Process – Max needs to touch something/someone that was in contact with the missing item in order to get a sense of it. By turning off all the electronics nearby, the sense becomes even stronger, and he can follow the colors he sees around people and objects. The colors are more like bouncing “strings” of light, and they are accompanied by signature sounds. Precious metals are the easiest to find, and he can hardly walk through a park without coming across some lost jewelry — a handy way to make money when he needs it.
Coffee – It makes his sensitivity more intense, which sucks, since Max really struggles to sleep, and coffee is… coffee.
Range – There’s a limit to Max’s power. It’s not like he can find something in Russia that was lost in the US. So far, he’s only ever tried to find things within a mile, at the most, and never has tried finding a living being. His power is usually very happenstance, and he hasn’t focused on it as a positive aspect of his life, or exploited it to find buried treasure, for example. Until he meets Anna and Caulfield, his power is a source of shame and confusion.
WEEK TO WEEK:
Max uses his power to find an object that links to a bigger and more profound part of the central mystery – who killed the college student, and why? A simple missing flash drive results in the gradual unfurling of a crime-ring, a murder, a suicide, and a grade inflation scheme leading all the way to the President of the University. Things are not as they seem, and object-by-object, Max Black will unravel the truth.
Ongoing mysteries slowly unfold as well – What really happened to Max’s real parents — are they truly dead? What does Gunther ultimately want from Max? Is Gunther behind the crime ring on the campus? Will Max ever find love?
SEASON ONE:
After Max leaves a mental institute, a mysterious benefactor, Gunther Bradley, sets Max up with his own beachfront airstream and classic car, for reasons Max does not completely understand. A bizarre request from Gunther to help his niece find her missing flash drive leads Max on a search — that ends with a dead body. This brings Gian-Carlo, the detective in charge of the case, reluctantly back into Max’s life.

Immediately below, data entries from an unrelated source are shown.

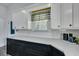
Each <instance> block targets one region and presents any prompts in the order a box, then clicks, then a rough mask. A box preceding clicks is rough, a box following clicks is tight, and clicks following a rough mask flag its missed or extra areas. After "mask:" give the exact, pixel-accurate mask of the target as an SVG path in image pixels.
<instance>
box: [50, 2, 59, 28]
mask: <svg viewBox="0 0 79 59" xmlns="http://www.w3.org/2000/svg"><path fill="white" fill-rule="evenodd" d="M51 28H52V29H59V28H60V4H59V3H55V4H52V5H51Z"/></svg>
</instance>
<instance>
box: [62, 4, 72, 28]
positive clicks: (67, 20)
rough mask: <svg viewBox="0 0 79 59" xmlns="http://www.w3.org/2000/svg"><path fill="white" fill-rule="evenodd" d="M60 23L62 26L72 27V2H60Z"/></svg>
mask: <svg viewBox="0 0 79 59" xmlns="http://www.w3.org/2000/svg"><path fill="white" fill-rule="evenodd" d="M61 25H62V28H66V29H68V28H72V4H71V3H64V4H61Z"/></svg>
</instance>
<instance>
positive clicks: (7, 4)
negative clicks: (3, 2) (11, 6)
mask: <svg viewBox="0 0 79 59" xmlns="http://www.w3.org/2000/svg"><path fill="white" fill-rule="evenodd" d="M31 4H33V3H0V5H1V6H7V7H11V6H15V5H16V6H17V5H26V6H28V5H31Z"/></svg>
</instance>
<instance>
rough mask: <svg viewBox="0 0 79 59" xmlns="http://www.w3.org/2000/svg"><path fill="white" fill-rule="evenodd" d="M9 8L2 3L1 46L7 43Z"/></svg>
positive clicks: (0, 17)
mask: <svg viewBox="0 0 79 59" xmlns="http://www.w3.org/2000/svg"><path fill="white" fill-rule="evenodd" d="M7 26H8V21H7V8H6V7H4V6H1V5H0V47H1V46H4V45H5V44H6V37H7V33H8V32H7V31H8V27H7Z"/></svg>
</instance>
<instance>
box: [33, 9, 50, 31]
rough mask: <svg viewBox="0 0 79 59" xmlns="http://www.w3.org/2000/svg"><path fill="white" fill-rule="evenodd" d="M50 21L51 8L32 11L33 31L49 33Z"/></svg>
mask: <svg viewBox="0 0 79 59" xmlns="http://www.w3.org/2000/svg"><path fill="white" fill-rule="evenodd" d="M49 20H50V8H45V9H41V10H36V11H32V30H34V31H35V30H38V31H45V30H46V31H47V30H48V21H49Z"/></svg>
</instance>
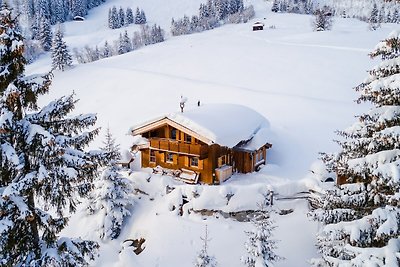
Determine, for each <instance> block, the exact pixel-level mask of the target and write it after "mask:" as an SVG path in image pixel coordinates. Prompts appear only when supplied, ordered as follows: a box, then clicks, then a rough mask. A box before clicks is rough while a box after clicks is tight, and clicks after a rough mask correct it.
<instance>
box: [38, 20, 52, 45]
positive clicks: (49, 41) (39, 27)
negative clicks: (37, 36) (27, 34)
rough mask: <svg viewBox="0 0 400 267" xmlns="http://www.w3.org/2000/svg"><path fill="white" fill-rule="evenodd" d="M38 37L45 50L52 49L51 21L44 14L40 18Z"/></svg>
mask: <svg viewBox="0 0 400 267" xmlns="http://www.w3.org/2000/svg"><path fill="white" fill-rule="evenodd" d="M38 39H39V41H40V43H41V45H42V48H43V50H44V51H50V48H51V39H52V33H51V26H50V21H49V20H48V19H47V18H45V17H44V16H42V17H41V18H40V24H39V30H38Z"/></svg>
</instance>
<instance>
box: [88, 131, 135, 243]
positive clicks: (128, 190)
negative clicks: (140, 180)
mask: <svg viewBox="0 0 400 267" xmlns="http://www.w3.org/2000/svg"><path fill="white" fill-rule="evenodd" d="M101 150H102V151H103V153H104V154H105V157H104V158H105V159H106V161H107V163H106V164H107V167H106V169H105V170H104V171H103V174H102V176H101V177H100V178H99V179H97V180H95V183H94V190H93V192H92V196H91V198H90V202H89V205H88V208H87V210H88V213H89V214H91V215H94V214H95V215H97V216H100V217H101V221H102V223H101V225H100V226H99V229H97V230H98V231H99V234H100V238H102V239H115V238H118V236H119V235H120V233H121V230H122V227H123V223H124V220H125V219H126V218H127V217H128V216H130V215H131V212H130V210H131V209H132V207H133V203H134V201H133V198H132V194H133V187H132V184H131V182H130V181H129V180H128V179H126V178H124V177H123V176H122V175H121V173H120V172H121V167H119V166H118V165H117V161H118V160H119V159H120V158H121V154H120V152H119V145H117V144H116V142H115V139H114V138H113V136H112V134H111V132H110V129H107V133H106V140H105V142H104V147H103V148H101Z"/></svg>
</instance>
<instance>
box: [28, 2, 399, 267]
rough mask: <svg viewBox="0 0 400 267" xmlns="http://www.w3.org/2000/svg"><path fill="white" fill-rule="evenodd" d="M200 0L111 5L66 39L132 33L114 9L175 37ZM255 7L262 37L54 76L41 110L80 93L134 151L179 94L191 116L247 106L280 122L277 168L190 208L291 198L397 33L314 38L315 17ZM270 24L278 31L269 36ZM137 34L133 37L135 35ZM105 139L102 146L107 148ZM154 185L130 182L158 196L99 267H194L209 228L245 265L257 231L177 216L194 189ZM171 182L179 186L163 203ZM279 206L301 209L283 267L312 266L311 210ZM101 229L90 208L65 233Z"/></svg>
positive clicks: (234, 204)
mask: <svg viewBox="0 0 400 267" xmlns="http://www.w3.org/2000/svg"><path fill="white" fill-rule="evenodd" d="M199 3H200V1H194V2H190V3H189V2H187V1H181V0H174V1H170V2H169V3H168V5H165V3H162V2H160V1H157V0H153V1H141V0H140V1H137V2H132V1H124V0H119V1H109V2H107V3H106V4H104V5H102V6H100V7H98V8H95V9H93V10H91V11H90V14H89V16H88V18H87V20H86V21H85V22H83V23H84V24H83V23H80V22H69V23H66V25H65V36H66V38H65V40H66V41H67V43H68V45H69V46H70V48H74V47H83V46H84V45H86V44H87V45H89V46H95V45H101V44H103V43H104V41H105V40H115V39H117V36H118V35H119V32H121V31H124V30H125V28H121V29H119V30H110V29H108V28H107V25H106V21H107V14H108V9H109V8H110V7H112V6H113V5H116V6H117V8H119V6H122V7H124V8H126V7H127V6H131V7H132V8H136V6H139V7H140V8H142V9H144V11H145V12H146V15H147V18H148V20H149V23H158V24H160V25H161V26H162V27H163V28H164V29H165V30H167V31H168V29H169V24H170V19H171V18H172V16H175V17H181V16H183V15H184V14H187V15H192V14H194V13H195V12H197V8H198V6H199ZM249 3H252V4H253V5H254V6H255V9H256V14H257V15H256V16H257V18H255V19H254V20H253V21H252V22H254V21H256V20H263V22H264V23H265V24H266V25H267V27H266V29H265V30H264V31H260V32H252V31H251V24H252V22H249V23H247V24H239V25H226V26H223V27H221V28H218V29H215V30H212V31H208V32H203V33H199V34H192V35H187V36H180V37H174V38H168V39H167V41H166V42H164V43H159V44H156V45H152V46H149V47H144V48H142V49H139V50H136V51H133V52H131V53H128V54H124V55H122V56H117V57H113V58H107V59H103V60H100V61H97V62H93V63H90V64H85V65H75V66H74V67H73V68H72V69H70V70H68V71H65V72H59V71H56V72H55V77H54V80H53V86H52V90H51V92H50V94H49V95H48V96H46V97H44V98H42V99H40V101H42V103H47V102H48V101H49V100H53V99H54V98H56V97H58V96H61V95H64V94H68V93H70V92H72V91H74V92H75V93H76V94H77V98H79V99H81V100H80V102H78V104H77V112H79V113H80V112H82V113H86V112H88V113H92V112H97V115H98V126H101V127H102V128H103V133H104V132H105V129H106V128H107V126H109V127H110V129H111V131H112V133H113V134H114V136H115V137H116V138H117V141H118V142H119V143H121V147H122V148H124V149H126V148H129V147H130V145H131V141H132V137H130V136H128V135H127V132H128V129H129V127H130V126H132V125H135V124H139V123H141V122H143V121H146V120H148V119H152V118H154V117H157V116H159V115H160V114H165V113H169V112H175V111H179V100H180V96H181V95H183V96H186V97H187V98H188V99H189V101H188V103H187V105H188V107H189V108H190V107H194V106H195V105H196V103H197V101H198V100H200V101H201V102H202V103H205V104H207V103H237V104H242V105H247V106H249V107H251V108H253V109H254V110H256V111H258V112H259V113H261V114H262V115H264V116H265V117H266V118H267V119H268V120H269V122H270V123H271V129H272V133H271V137H270V140H269V142H270V143H272V144H273V147H272V149H271V150H270V151H269V152H268V155H267V158H268V160H269V162H270V164H269V165H268V166H265V167H264V168H263V169H262V170H261V171H260V172H259V173H257V174H250V175H238V176H235V177H233V178H231V179H230V180H229V181H228V182H227V184H226V186H225V187H222V188H218V187H212V186H198V190H199V191H201V193H200V196H199V198H197V199H193V201H190V203H189V205H192V207H198V208H200V207H204V208H208V209H221V210H223V209H226V210H227V211H228V210H232V209H242V210H243V209H246V208H249V207H251V206H252V205H255V204H256V203H257V201H259V200H260V199H261V197H262V195H261V194H260V192H263V190H265V188H266V187H269V188H272V189H274V191H275V192H277V193H279V194H281V195H287V196H290V195H293V194H295V193H297V192H300V191H303V190H307V189H308V188H312V187H313V186H315V183H316V182H315V181H314V180H312V179H306V180H301V178H303V177H305V176H307V175H308V174H309V170H310V169H311V168H312V167H310V166H311V165H312V164H313V162H314V161H315V160H316V159H317V158H318V153H319V152H329V151H335V150H336V149H337V147H336V146H335V144H334V143H333V142H332V141H331V140H332V139H333V138H335V135H334V131H335V130H337V129H343V128H345V127H346V126H348V125H350V124H351V123H352V122H353V121H354V115H355V114H359V113H360V112H361V111H362V110H366V108H367V107H365V106H361V105H356V104H355V103H354V102H353V100H354V99H355V98H356V93H355V92H354V91H353V90H352V88H353V87H354V86H356V85H358V84H359V83H361V82H362V81H363V79H364V78H365V77H366V70H367V69H370V68H371V66H373V65H374V64H375V62H374V61H372V60H370V59H369V58H368V56H367V53H368V52H369V51H370V50H372V48H373V47H374V46H375V45H376V44H377V43H378V41H379V40H382V39H383V38H384V37H386V36H387V34H388V33H389V32H390V31H392V30H393V29H394V28H395V27H398V26H397V25H393V24H386V25H383V27H382V28H381V29H378V30H377V31H374V32H371V31H368V30H367V24H365V23H363V22H360V21H356V20H352V19H341V18H335V22H334V24H333V29H332V31H329V32H318V33H317V32H312V29H311V26H310V21H311V17H310V16H306V15H295V14H272V13H270V12H269V9H270V7H269V4H265V2H264V1H261V0H253V1H250V2H249ZM264 17H265V18H266V20H265V21H264ZM82 25H84V26H82ZM270 25H275V26H276V29H269V28H268V26H270ZM135 27H137V26H131V27H129V28H128V29H129V31H132V32H133V30H134V29H135ZM135 30H136V29H135ZM49 62H50V60H49V58H48V57H43V58H41V59H40V60H38V61H37V62H36V63H34V64H32V65H30V66H28V68H27V69H28V72H32V73H36V72H44V71H46V70H47V69H48V68H49ZM238 127H240V122H239V123H238ZM103 136H104V135H100V137H99V138H98V140H97V141H95V142H94V144H93V147H95V148H97V147H98V146H100V145H101V141H102V138H103ZM136 164H137V162H136ZM148 176H149V174H148V173H146V172H134V173H133V174H132V175H131V176H129V178H130V179H131V180H132V181H134V182H135V183H136V185H137V186H138V187H139V188H140V189H141V190H143V191H144V192H146V193H148V194H149V195H148V196H146V195H141V194H138V195H136V197H139V196H141V199H137V205H136V206H135V209H134V211H133V214H132V217H131V218H130V219H129V220H128V221H127V223H126V225H125V228H124V230H123V231H122V233H121V236H120V237H119V238H118V239H116V240H114V241H105V242H104V241H100V244H101V250H100V257H99V258H98V259H97V260H96V262H95V263H94V265H95V266H143V267H152V266H160V267H176V266H191V265H192V263H193V260H194V257H195V255H196V253H197V251H199V250H200V248H201V240H200V236H202V235H203V233H204V227H205V225H206V224H207V225H208V229H209V231H210V237H211V238H212V241H211V242H210V252H211V254H213V255H214V256H215V257H216V258H217V261H218V262H219V266H224V267H225V266H226V267H228V266H232V267H234V266H241V264H240V260H239V259H240V257H241V256H242V255H243V254H244V252H245V251H244V246H243V243H244V241H245V235H244V230H246V229H248V228H249V227H250V224H249V223H239V222H236V221H234V220H231V219H225V218H222V217H219V218H217V217H216V216H211V217H204V216H201V215H199V214H194V213H191V214H187V213H184V216H179V215H178V214H177V212H178V210H175V211H171V210H170V208H171V203H172V204H173V203H178V202H179V201H180V200H179V194H178V191H176V192H174V191H175V190H180V191H181V192H186V191H190V190H192V189H193V186H185V185H182V184H179V185H178V184H177V183H176V182H174V181H171V180H170V179H169V178H168V177H160V176H153V177H152V178H151V182H150V183H148V182H147V181H146V178H148ZM167 184H170V185H175V186H177V189H175V190H174V191H173V193H170V194H168V195H166V194H165V186H166V185H167ZM178 187H179V189H178ZM224 190H225V191H224ZM230 190H233V191H235V193H236V195H235V196H234V197H232V199H231V201H230V203H229V205H228V206H227V205H225V202H224V201H225V198H224V195H225V193H226V192H229V191H230ZM238 192H241V193H243V194H242V195H241V193H238ZM240 195H241V196H240ZM239 196H240V197H239ZM150 199H152V200H150ZM187 205H188V204H187ZM276 205H277V207H279V208H281V209H289V208H294V212H293V213H290V214H288V215H276V214H274V215H273V217H274V219H275V220H276V224H277V226H278V228H277V230H276V234H275V236H276V238H277V239H280V240H281V242H280V243H279V249H278V251H277V252H278V254H279V255H281V256H283V257H286V260H285V261H282V262H278V263H277V264H276V266H287V267H292V266H299V267H301V266H308V263H307V260H308V259H310V258H312V257H314V256H316V249H315V247H314V243H315V242H314V241H315V237H314V235H315V232H316V231H317V229H318V225H317V224H315V223H313V222H310V221H308V219H307V218H306V212H307V210H308V207H307V203H306V202H305V201H304V200H287V201H278V202H277V204H276ZM188 207H189V206H188ZM96 224H97V222H96V221H95V220H94V219H93V218H91V217H89V216H87V215H86V214H85V213H84V212H83V211H82V212H79V213H77V214H76V215H74V216H72V218H71V220H70V225H69V227H68V228H67V229H65V231H63V234H65V235H70V236H81V237H83V238H88V239H93V240H97V241H99V239H98V237H97V233H96V232H94V231H92V229H95V228H96ZM137 237H144V238H146V243H145V246H146V249H145V250H144V251H143V253H142V254H140V255H139V256H136V255H135V254H134V253H132V252H131V251H130V249H131V248H130V247H124V245H123V243H122V242H123V241H124V240H125V239H126V238H137ZM121 250H122V251H121ZM120 251H121V253H119V252H120Z"/></svg>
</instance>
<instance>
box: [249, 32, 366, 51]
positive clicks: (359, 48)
mask: <svg viewBox="0 0 400 267" xmlns="http://www.w3.org/2000/svg"><path fill="white" fill-rule="evenodd" d="M241 35H242V36H245V37H247V38H252V39H255V40H260V41H263V42H265V43H268V44H274V45H287V46H298V47H309V48H326V49H334V50H344V51H354V52H360V53H363V54H368V53H369V52H370V50H371V49H369V48H354V47H346V46H333V45H317V44H302V43H291V42H282V41H276V40H272V39H265V38H260V37H256V36H254V35H248V34H241Z"/></svg>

Max clings to the hope that they can be together, but after Gian-Carlo rejects him, Max goes on a bender to an electronics store and melts down. Security finds Caulfield’s number on Max, so Caulfield takes Max back to the airstream. It’s not so bad, without lights and noise, and Caulfield realizes for the first time how truly difficult it is for Max to function in a society filled with electronics. Not to mention the art - Max hasn’t stopped producing (borderline-insane) pictures, and his work has only gotten more powerful over the years. In fact, there might be a clue in the drawings about his strange ability.
But Caulfield is in over his head. The campus police, and a fraternity, are involved in a rigged test scandal, and it looks like some of the top brass at the University want the problem to disappear by any means necessary. Max agrees to team up with Caulfield, partly because Caulfield acts as a natural barrier between Max and the electrical noise around him — but also because the case gives Max a purpose he’s been lacking, and he starts to learn how to use his special skill to his advantage. But they are in danger. Another body turns up, and this one definitely isn’t an accident.
When Caulfield is mysteriously offered a long-coveted job at Google, he announces he is leaving for San Jose. But when Max arrives home, Caulfield is waiting for him. Together with Anna, they use Max’s ability to get to the bottom of the murders. The college crime ring is exposed.
Caulfield sees the potential to partner with Max to solve other crimes, and Max agrees to be a detective, of sorts. But Gunther, who’s been pulling the strings from behind the scenes, has other plans for him.